COVID units in Canada
The Canadian nurses I interviewed had a lot of valuable information for us to understand what it has been like to work in a COVID unit in a Canadian hospital. There was initially a large fear of the unknown which is completely relatable. There is a general consensus that we are all learning more as we care for these patients and as time goes on we are gaining more confidence for caring for this specific patient population. It’s frustrating that the policies change every hour it seems, but we also understand why that is the case.
Most nurses in Canada feel supported by their hospitals and the doctors they are working alongside but feel the most support from their fellow co-workers. Someone mentioned that there seems to be a lack of transparency from the upper management of their hospital… “often having to fight for answers or PPE and often take things into [their] own hands so that [they] can stay safe”. They feel more supported on a federal level than a provincial one; for example, the premier of Ontario promised all front-line workers an extra $4 per hour but employees have yet to see any pandemic pay. One nurse stated “I am very glad and feel extremely lucky that I am in Canada practicing as an ICU RN. I cannot imagine working in the heart of New York…Their news is horrifying and the government/hospital’s lack of PPE support for frontline [workers is] appalling.”
Learn from this
I have been paying close attention to the nurses I follow on social media who have taken crisis contracts in NYC (and everywhere else) and I have SO much respect for them. If they didn’t risk their safety for all of us, who would? As the case numbers and deaths begin to decrease across North America, I think we should be very proud of all the work that we have done to fight this virus, no matter what country you are from.

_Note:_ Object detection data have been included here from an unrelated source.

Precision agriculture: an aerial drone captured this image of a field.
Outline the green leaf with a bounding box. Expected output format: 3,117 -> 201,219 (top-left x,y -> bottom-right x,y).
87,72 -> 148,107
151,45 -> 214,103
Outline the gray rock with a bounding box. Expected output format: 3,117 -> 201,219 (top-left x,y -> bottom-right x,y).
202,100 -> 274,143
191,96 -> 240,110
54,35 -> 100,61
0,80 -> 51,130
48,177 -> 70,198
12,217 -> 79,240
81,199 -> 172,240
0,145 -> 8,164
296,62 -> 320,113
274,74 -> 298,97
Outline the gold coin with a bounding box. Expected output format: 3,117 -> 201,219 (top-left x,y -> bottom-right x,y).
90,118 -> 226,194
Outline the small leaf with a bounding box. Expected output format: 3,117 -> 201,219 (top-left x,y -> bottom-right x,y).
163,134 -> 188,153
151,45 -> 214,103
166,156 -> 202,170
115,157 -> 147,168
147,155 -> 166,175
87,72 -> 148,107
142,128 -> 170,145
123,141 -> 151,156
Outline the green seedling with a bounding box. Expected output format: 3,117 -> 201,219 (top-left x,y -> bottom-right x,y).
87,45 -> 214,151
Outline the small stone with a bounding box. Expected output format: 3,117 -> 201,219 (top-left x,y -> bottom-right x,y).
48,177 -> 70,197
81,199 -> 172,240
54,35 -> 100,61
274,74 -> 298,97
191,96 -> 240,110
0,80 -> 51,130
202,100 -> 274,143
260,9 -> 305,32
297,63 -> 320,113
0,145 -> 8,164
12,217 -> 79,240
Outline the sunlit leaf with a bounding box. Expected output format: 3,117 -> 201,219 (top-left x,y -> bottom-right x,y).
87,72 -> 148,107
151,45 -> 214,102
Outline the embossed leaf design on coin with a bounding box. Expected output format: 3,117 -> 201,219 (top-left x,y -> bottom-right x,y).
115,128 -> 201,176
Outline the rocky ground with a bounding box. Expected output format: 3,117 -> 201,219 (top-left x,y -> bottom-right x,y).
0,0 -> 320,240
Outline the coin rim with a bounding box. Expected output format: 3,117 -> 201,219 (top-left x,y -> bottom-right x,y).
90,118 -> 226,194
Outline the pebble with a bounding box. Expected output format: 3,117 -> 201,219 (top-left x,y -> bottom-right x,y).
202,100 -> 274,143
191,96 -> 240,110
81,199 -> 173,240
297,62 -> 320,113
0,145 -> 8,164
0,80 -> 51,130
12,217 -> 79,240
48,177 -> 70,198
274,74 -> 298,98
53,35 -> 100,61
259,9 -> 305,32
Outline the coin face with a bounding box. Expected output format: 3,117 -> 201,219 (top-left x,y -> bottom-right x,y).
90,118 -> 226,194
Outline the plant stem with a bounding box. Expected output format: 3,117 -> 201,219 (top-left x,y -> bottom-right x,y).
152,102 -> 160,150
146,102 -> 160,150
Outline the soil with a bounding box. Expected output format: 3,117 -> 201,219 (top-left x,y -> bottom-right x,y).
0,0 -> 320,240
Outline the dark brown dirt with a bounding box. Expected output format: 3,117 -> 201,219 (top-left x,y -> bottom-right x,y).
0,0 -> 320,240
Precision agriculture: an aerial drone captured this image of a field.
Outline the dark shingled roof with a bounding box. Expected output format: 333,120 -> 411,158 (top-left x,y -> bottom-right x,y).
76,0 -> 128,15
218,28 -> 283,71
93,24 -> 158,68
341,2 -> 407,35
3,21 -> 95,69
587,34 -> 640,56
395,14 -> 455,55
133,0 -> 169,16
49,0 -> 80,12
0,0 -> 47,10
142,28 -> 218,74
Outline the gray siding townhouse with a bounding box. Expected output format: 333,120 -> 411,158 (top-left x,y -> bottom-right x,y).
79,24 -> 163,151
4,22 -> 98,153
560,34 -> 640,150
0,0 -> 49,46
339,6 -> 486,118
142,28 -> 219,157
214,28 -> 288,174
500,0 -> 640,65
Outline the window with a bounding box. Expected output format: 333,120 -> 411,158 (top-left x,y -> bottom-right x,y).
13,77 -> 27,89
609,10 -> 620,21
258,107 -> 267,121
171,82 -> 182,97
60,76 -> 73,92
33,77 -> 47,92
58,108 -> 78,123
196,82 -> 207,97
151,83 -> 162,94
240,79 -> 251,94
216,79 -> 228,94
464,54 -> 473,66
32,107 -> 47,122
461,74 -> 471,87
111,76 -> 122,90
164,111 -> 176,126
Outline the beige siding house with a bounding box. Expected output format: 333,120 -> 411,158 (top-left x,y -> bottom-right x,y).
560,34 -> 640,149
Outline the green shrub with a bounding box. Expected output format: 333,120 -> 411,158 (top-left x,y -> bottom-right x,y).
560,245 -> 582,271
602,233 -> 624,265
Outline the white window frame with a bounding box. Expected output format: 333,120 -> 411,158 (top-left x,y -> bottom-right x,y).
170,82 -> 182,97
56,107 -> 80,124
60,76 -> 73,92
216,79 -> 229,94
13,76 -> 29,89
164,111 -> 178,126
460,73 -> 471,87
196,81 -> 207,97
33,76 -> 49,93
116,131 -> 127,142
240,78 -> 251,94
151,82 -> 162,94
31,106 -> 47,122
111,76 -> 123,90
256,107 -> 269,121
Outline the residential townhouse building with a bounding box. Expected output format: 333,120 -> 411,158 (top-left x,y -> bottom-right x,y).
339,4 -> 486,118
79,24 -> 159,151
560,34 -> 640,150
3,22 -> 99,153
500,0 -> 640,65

As states and provinces begin to open up again, it’s crucial that we all remain strong and continue to distance ourselves to avoid a second wave. We need to keep the feeling of urgency and protect ourselves and everyone else. I genuinely hope, as both a continent and as our respective countries, that we will learn from this pandemic and allow it to prepare us for anything in the future. I know that it will create stronger gypsy nurses who are ready to combat anything.
This article voices the thoughts and opinions of the author and does not represent any particular view of The Gypsy Nurse.